Nanjiani, with his deadpan humor and raw persona, and Emily, as a quirky and full of life therapist-in-training, are extremely lovable characters, the kinds who leave a lasting impression on you.
Kumail, the protagonist, loves his parents but they are keen he marry a Muslim girl and as a result he hides the fact that he is dating a white woman from them. His mother, played by Zenobia Shroff, makes repeated attempts to set him up on dates with Pakistani women. The family’s dinner time conversations revolve around his career and marriage, resulting in copious amounts of laughs.
Anupam Kher as Kumail’s authoritative father lights up the screen with his spontaneous charisma. Kher had earlier told India-West that Nanjiani’s father had insisted that Kher play him on the big screen and the poignant father-son moments reaffirm that he was so right in his perception.
Indo-British actor Adeel Akhtar as Kumail’s brother and Shenaz Treasury as his sister-in-law deliver fine performances.
Kumail and Emily continue to date until she discovers headshots of “hot” Muslim girls in his room, which is just the beginning of troubles for Kumail. Things turn more complicated as Emily, with whom he recently broke up, is beset by an unexpected illness and put in a medically induced coma. From there on, Nanjiani struggles with his feelings, the situation that has arisen, and Emily’s fiercely protective parents.
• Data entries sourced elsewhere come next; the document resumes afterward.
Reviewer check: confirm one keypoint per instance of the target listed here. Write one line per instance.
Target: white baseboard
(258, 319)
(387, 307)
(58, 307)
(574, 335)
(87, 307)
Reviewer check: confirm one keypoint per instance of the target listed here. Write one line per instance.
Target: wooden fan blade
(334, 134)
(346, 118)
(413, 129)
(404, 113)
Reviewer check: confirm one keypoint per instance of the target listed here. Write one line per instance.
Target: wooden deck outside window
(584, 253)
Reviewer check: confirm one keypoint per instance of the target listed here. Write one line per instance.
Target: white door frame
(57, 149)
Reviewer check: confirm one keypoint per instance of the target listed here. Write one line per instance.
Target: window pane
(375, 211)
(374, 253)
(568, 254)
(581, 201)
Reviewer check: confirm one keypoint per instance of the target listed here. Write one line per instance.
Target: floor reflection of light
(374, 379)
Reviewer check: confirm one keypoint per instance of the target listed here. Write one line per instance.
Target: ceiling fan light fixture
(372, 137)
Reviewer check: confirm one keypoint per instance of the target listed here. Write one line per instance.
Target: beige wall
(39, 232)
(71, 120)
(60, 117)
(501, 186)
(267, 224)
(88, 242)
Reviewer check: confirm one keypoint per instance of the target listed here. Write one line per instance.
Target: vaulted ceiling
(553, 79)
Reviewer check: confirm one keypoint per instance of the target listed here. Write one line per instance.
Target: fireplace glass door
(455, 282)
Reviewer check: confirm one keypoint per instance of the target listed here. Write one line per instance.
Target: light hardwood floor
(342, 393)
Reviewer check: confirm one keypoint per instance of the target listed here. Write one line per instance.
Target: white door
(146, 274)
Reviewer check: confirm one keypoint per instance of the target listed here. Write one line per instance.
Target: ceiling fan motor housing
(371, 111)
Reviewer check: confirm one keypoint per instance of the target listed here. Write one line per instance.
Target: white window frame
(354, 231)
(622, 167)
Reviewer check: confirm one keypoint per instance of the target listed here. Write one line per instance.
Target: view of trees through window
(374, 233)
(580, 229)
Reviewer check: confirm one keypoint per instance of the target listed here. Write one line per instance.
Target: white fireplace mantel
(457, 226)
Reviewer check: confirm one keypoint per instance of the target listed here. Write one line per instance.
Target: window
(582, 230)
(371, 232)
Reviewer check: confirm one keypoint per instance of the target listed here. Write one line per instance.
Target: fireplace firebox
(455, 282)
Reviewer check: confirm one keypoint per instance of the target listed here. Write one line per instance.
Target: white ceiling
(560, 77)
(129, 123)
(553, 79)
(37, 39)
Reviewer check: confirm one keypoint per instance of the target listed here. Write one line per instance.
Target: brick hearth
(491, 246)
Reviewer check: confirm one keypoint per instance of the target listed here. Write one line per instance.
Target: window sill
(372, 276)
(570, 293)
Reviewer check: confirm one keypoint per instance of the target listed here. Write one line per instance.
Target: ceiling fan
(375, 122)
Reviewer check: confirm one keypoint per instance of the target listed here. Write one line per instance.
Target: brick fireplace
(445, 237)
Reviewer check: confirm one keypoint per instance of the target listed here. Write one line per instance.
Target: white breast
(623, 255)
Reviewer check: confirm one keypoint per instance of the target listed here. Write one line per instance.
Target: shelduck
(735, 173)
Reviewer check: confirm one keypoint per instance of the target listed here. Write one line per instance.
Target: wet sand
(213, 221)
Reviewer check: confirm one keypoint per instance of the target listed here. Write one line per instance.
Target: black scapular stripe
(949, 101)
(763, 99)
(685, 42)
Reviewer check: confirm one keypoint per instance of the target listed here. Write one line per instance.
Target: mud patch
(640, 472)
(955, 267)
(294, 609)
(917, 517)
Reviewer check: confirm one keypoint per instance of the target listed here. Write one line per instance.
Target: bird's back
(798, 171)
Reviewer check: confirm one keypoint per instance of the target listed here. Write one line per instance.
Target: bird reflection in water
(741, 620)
It’s not without a reason that fans continue to watch reruns of Ray Romano’s “Everybody Loves Raymond.” Romano as Emily’s father and Oscar-winning actress Holly Hunter as her mother are perfectly cast and keep you invested in the film.
In spite of the tragedy that befalls the family and Nanjiani, the trio, through their finely textured performances, outset the heaviness that comes on screen with such scenarios.
As a film showcasing how a second-generation immigrant navigates his way in a foreign land, “The Big Sick” also highlights how kids get caught between conservative and modernist worlds. We see Kumail watching YouTube videos in a room where he is expected to be praying.
What can parents expect from their children and what do children owe their parents also feature prominently in the film, but every sequence is beautifully done and is mostly interspersed with a dash of humor.
With a perfect balance of comedy and emotion, this 120-minute-long film keeps you thoroughly engaged, entertained and surprisingly, also involved, as you wonder about their post-coma life while walking out of the theater.
This intrinsically beautiful film is a big step for Nanjiani and has the wherewithal to turn him into a bona fide star, and deservingly so.
Directed by Michael Showalter and produced by Judd Apatow, “The Big Sick” opens nationwide July 14.